Trent Centre for Aging & Society welcomes Australian Researcher for Seminar Series
Dr. Pauline Marsh connects community gardens to end of life care
During Trent’s recent reading break, a large group of students, faculty, and community members, some representing hospice care and community gardening, turned out for a poignant talk by registered nurse and lecturer with the Centre for Rural Health, University of Tasmania, Australia, Dr. Pauline Marsh.
Professor Marsh was welcomed to the Trent campus to share her research project, “Walking Each Other Home: Weaving end-of-life supports into a community garden,” which explores how we might provide better support to individuals at the end of their lives or in bereavement.
Prof. Marsh’s study evolved organically in response to observing community members coming to the Okines Community Garden, located in Tasmania’s Southern Beaches area, when they were in crisis. Some visited at the end of their lives, some after a difficult health diagnosis, and some after losing loved ones. A research question grew out of this observation: are community gardens suitable places to support people in various states of mourning?
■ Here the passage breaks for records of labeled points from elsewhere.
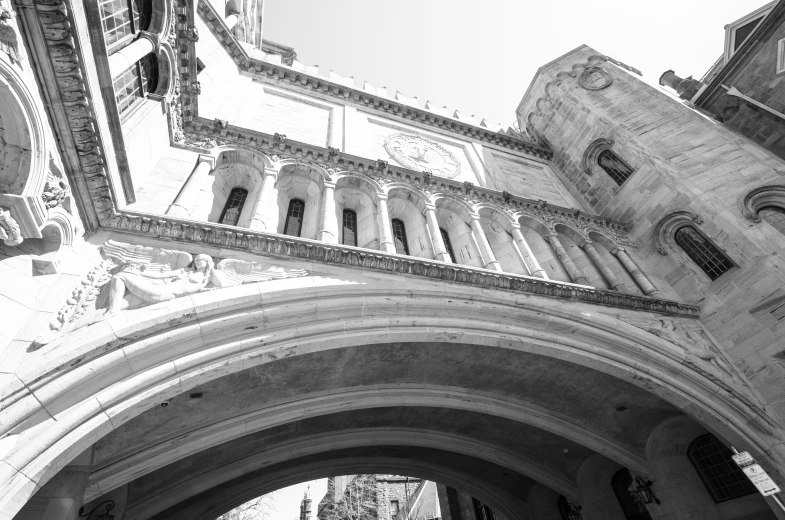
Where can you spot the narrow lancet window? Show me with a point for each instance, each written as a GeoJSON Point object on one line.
{"type": "Point", "coordinates": [618, 170]}
{"type": "Point", "coordinates": [399, 234]}
{"type": "Point", "coordinates": [234, 206]}
{"type": "Point", "coordinates": [447, 244]}
{"type": "Point", "coordinates": [294, 218]}
{"type": "Point", "coordinates": [349, 228]}
{"type": "Point", "coordinates": [702, 252]}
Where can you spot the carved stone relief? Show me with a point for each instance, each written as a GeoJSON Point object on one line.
{"type": "Point", "coordinates": [132, 277]}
Prof. Marsh recalled, “Our project team included a local fibre artist, garden coordinator, grief counsellor and social researcher, all of whom worked collaboratively. Our research was designed to fit with the needs of the community garden. Nothing was artificially structured and imposed by the research team on the space and its users.”
Through various workshops and community events, the team noted that participants wanted to talk about death and dying while in the garden. It was viewed as a low key, safe, and non- confrontational space to do so. It also turned out that a majority of participants were grieving the loss of a partner and they needed to know people cared about their situation and cared about them.
Prof. Marsh’s research indicates a number of ways to strengthen and expand informal palliative supports and point to a therapeutic nexus between gardens, grief and dying.